Шествие рабочих Патерсона в Нью-Йорке.
Тамара Хови, биограф Рида, писала: «На следующий день пресса разразилась похвалами „замечательной постановке“, создавшей „такую законную форму демонстрации, перед которой должны поблекнуть все остальные“. Отмечалась и работа Рида — „сцены спектакля развертывались с таким убеждающим реализмом, что те, кто их видел, никогда не забудут“. Газеты указывали также, что Мэдисон-сквер-гарден даже в дни самых ожесточенных политических кампаний, пожалуй, не знал подобного стечения публики».
Неслыханный аншлаг, впрочем, объяснялся не столько шокирующей новизной, сколько тем, что «посмотреть на себя» стеклись тысячи рабочих. Денег на билеты в зал, занимавший целый квартал, у них не было: всех желающих впустили бесплатно. Вообще-то, Рид затеял спектакль не из любви к справедливости или, тем более, к искусству. Предполагалось, что «Война» принесет кучу денег в пользу стачкома. Ткачи же остались ни с чем, а самому Риду спектакль влетел в копеечку. Но ради революции ему было не жалко самой жизни: уже осенью он докажет это, отправившись писать репортажи со своей первой настоящей войны — мексиканской революции. Панчо Вилья, воспетый в балладах командир повстанческой Северной дивизии, создатель первой в мире работающей модели анархистской республики, присвоит отчаянному янки звание «бригадного генерала». Рид привезет из командировки не только великую книгу «Восставшая Мексика», но и шокировавшую свет привычку рефлекторно подтягивать брюки. А вы попробуйте, поносите полгода на поясе два тяжеленных «кольта».

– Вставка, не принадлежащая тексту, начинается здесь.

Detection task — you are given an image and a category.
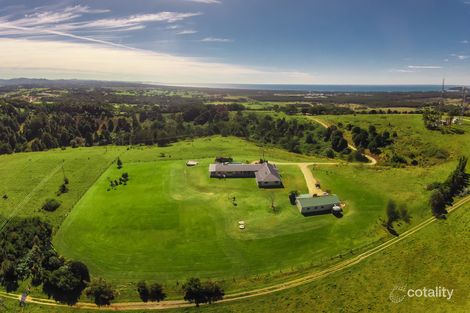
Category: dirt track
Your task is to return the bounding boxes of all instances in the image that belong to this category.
[270,161,338,195]
[309,117,377,165]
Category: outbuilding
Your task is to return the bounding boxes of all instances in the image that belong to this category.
[296,194,341,215]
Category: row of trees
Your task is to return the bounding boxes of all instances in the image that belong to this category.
[0,216,225,307]
[0,217,85,301]
[428,156,470,216]
[1,97,367,162]
[0,216,118,306]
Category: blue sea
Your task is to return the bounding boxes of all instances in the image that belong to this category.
[169,83,454,93]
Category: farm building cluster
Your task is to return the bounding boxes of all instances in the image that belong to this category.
[204,156,343,217]
[208,159,283,188]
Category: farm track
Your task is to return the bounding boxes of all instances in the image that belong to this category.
[271,162,338,194]
[1,195,469,310]
[308,117,378,165]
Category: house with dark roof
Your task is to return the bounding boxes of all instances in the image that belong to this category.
[296,194,341,215]
[208,162,283,188]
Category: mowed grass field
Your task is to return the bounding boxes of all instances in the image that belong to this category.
[3,203,469,313]
[52,134,469,298]
[52,137,393,297]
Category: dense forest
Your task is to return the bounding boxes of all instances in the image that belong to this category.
[0,217,91,304]
[0,93,358,160]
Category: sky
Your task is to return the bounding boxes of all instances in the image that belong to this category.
[0,0,470,85]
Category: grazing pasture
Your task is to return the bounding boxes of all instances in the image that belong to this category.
[52,137,396,295]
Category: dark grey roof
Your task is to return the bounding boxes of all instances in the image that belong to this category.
[208,162,281,183]
[209,163,263,172]
[255,163,281,183]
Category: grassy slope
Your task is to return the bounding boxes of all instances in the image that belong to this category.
[318,114,470,165]
[0,146,124,228]
[3,202,469,313]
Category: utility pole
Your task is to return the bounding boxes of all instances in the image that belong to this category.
[440,77,446,108]
[462,86,467,117]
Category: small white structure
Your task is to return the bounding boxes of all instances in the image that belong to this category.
[239,224,245,229]
[332,205,342,213]
[238,221,245,225]
[186,160,199,167]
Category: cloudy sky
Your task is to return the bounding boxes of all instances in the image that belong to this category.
[0,0,470,84]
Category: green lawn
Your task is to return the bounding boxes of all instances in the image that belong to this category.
[51,137,387,300]
[3,203,469,313]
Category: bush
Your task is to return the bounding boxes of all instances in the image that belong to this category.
[57,183,69,196]
[42,199,61,212]
[85,278,115,307]
[137,281,149,302]
[148,283,166,302]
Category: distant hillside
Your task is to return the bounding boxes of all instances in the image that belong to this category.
[0,78,153,88]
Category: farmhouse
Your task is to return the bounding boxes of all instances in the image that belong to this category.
[296,194,341,215]
[208,162,283,188]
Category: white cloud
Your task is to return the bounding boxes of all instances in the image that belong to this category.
[0,38,315,84]
[6,5,108,28]
[63,5,110,14]
[166,24,181,30]
[0,22,138,50]
[460,40,469,44]
[407,65,442,69]
[185,0,221,4]
[0,8,201,35]
[450,53,469,60]
[201,37,233,42]
[176,29,198,35]
[74,12,202,29]
[389,69,416,73]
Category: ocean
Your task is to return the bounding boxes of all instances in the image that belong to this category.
[169,83,453,93]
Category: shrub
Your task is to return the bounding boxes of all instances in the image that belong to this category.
[42,199,61,212]
[57,183,69,196]
[137,281,149,302]
[85,278,115,307]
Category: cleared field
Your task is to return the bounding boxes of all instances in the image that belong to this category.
[0,146,125,228]
[319,114,470,165]
[53,137,387,296]
[3,203,469,313]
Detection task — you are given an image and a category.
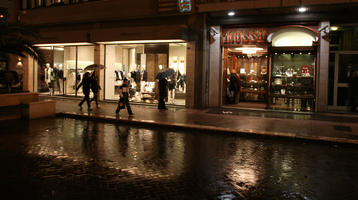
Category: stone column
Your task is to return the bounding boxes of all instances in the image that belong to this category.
[185,41,196,108]
[208,26,221,107]
[94,44,105,100]
[316,21,330,112]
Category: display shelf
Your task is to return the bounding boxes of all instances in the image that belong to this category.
[269,94,314,99]
[241,89,267,94]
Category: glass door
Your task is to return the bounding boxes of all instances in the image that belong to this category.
[330,51,358,111]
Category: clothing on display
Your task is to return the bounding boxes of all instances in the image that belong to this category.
[115,70,125,81]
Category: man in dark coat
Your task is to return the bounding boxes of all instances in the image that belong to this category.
[228,72,240,104]
[90,71,101,108]
[158,78,168,109]
[349,70,358,112]
[76,72,91,110]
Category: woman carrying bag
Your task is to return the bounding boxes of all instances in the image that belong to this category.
[115,78,134,115]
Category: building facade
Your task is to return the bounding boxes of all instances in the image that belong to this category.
[197,0,358,113]
[15,0,204,108]
[8,0,358,112]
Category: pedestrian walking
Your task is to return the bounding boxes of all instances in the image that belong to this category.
[76,72,92,110]
[158,77,168,109]
[90,71,101,108]
[115,78,133,115]
[349,70,358,112]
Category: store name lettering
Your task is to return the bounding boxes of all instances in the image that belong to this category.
[223,30,267,44]
[178,0,192,13]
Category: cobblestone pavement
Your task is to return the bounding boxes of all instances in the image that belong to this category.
[1,118,358,200]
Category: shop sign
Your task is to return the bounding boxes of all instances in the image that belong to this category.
[178,0,192,13]
[222,29,268,45]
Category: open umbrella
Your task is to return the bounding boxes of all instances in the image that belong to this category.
[155,68,175,79]
[84,64,105,70]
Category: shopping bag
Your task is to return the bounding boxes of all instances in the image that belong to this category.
[118,98,125,109]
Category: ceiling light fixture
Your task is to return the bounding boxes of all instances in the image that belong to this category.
[298,7,307,13]
[330,26,338,31]
[235,47,264,54]
[227,11,235,16]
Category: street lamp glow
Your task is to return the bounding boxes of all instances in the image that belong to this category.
[227,11,235,16]
[298,7,307,13]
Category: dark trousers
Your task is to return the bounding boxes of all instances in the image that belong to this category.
[351,94,358,112]
[79,92,91,108]
[90,91,98,106]
[116,97,132,114]
[158,97,166,109]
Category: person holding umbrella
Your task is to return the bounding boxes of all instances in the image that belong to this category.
[90,71,101,108]
[76,72,92,110]
[156,68,174,110]
[158,77,168,110]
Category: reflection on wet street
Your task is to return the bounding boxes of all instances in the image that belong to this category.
[1,118,358,200]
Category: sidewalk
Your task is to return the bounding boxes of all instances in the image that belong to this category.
[49,97,358,145]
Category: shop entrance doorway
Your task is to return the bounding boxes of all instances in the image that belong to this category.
[329,51,358,111]
[222,47,268,110]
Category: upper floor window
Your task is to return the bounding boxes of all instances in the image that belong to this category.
[21,0,97,10]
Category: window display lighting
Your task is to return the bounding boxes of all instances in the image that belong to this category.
[227,11,235,16]
[298,7,307,13]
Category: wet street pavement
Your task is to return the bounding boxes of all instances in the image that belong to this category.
[1,118,358,200]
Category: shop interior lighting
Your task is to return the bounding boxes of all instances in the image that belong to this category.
[227,11,235,16]
[34,42,92,47]
[298,7,307,13]
[235,47,263,54]
[330,26,339,31]
[98,40,185,45]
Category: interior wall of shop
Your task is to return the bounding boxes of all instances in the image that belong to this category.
[316,21,330,112]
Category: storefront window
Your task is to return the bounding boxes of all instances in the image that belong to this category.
[105,43,186,105]
[37,46,53,94]
[270,52,315,111]
[35,45,94,96]
[76,46,94,96]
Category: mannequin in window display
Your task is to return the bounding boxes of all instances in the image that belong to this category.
[57,64,64,94]
[53,64,61,94]
[167,73,176,104]
[177,58,186,92]
[45,64,55,96]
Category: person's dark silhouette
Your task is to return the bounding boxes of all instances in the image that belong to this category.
[349,70,358,112]
[77,72,92,110]
[158,78,168,109]
[115,78,133,115]
[90,71,101,108]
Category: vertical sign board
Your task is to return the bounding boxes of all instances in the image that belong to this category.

Вилья восхитит Рида искусством превращать революцию в жестокий, но театр. Весной 1915 года на склонах сербской горы Гучево, где на 15-км фронте 54 дня шло яростное и бессмысленное сражение, он убедится: со старым миром, допустившим такую бойню, по-хорошему нельзя. «Мы шли по мертвым — так густо они лежали, — иногда попадая ногами в ямки, полные гниющего мяса, и давя с хрустом кости. В одном месте тесно переплелись два полусгнивших скелета — австрийца и серба. Руками и ногами они сжимали друг друга в мертвой хватке, и даже теперь их невозможно было оторвать друг от друга». Так Рид превратится в большевика и два года спустя ворвется в Зимний с отрядами Военно-революционного комитета. А посеянные им на Бродвее «красные» семена прорастут в Голливуде.